So, I put my 2 cups of water and stick and a half of butter in a dutch oven and brought it to a boil. When I looked at the bowl full of 7 cups of flour, I thought, "That's a lot of dry ingredients." And I was right, once mixed together, I had lumps of flour coated in lots of dry loose flour. I stirred and stirred, it wouldn't come together, not enough liquid. It's winter in Montana, and it's very dry here, so that, I'm sure, has something to do with it. I added more water until it came together. Once I transferred the dough to my mixer and began adding the eggs, I heaved a sigh of relief...it was beginning to look like it should. All 10 eggs in, I went for the warm heavy cream (a step I've never seen in a gougere recipe). I incorporated the 1 1/4 cups and immediately regretted it. It loosened up the batter way too much. I hoped the 7 cups of cheese would help bring it back to piping consistency. Nope. I used two teaspoons and dropped small amounts on the baking sheet, threw it in the oven and crossed my fingers.

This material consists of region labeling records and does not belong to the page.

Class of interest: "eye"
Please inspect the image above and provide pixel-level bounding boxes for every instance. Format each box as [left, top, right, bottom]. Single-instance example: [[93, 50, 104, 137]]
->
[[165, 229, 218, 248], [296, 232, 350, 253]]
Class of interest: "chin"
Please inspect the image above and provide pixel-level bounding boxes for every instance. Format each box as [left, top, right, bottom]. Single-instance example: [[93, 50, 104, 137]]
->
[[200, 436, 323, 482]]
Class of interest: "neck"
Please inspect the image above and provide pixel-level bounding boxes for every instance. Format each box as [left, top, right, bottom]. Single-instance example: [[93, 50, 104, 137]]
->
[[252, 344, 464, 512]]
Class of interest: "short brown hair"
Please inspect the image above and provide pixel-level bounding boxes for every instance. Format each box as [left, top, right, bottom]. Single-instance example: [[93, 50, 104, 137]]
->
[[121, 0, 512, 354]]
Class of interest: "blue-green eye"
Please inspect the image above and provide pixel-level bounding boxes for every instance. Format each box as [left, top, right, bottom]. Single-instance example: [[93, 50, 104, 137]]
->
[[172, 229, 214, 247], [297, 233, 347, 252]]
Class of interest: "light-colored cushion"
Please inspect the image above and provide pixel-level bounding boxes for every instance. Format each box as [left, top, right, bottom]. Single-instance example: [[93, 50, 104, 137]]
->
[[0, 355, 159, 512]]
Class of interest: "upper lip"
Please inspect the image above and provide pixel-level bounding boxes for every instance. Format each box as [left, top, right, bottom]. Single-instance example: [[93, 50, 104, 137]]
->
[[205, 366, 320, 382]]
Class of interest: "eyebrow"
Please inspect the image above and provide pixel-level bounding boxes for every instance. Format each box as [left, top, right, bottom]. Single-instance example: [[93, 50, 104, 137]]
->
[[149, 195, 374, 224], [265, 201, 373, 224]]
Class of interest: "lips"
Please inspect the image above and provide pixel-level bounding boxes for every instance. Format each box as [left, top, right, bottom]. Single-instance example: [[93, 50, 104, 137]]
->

FAILURE!!! The gougeres are dense, flat pucks (and yes, I folded the cheese in gently...but it was too late, because of the cream I had a bowlful of gougere batter instead of dough). And to top it all off, they are nowhere near salty enough. They're edible, I'm going to add more salt to the remaining batter and serve them...I can't throw away [...] worth of ingredients! But, I'm going to be completely mortified because several of my guests KNOW what a gougere should be like, AND they know that I've gone to pastry school. I'll take Julia Child's advice and serve them as if they are exactly as they should be...never admit to/complain about mistakes in the kitchen! It makes guests uncomfortable.
Now, I'm afraid to make the cauliflower panna cotta. I spent [...] on the salmon roe for that, too, plus had to pay for overnight shipping.
Darn! I should have just stuck with my trusted old gougere recipe. Darn, darn, darn!!!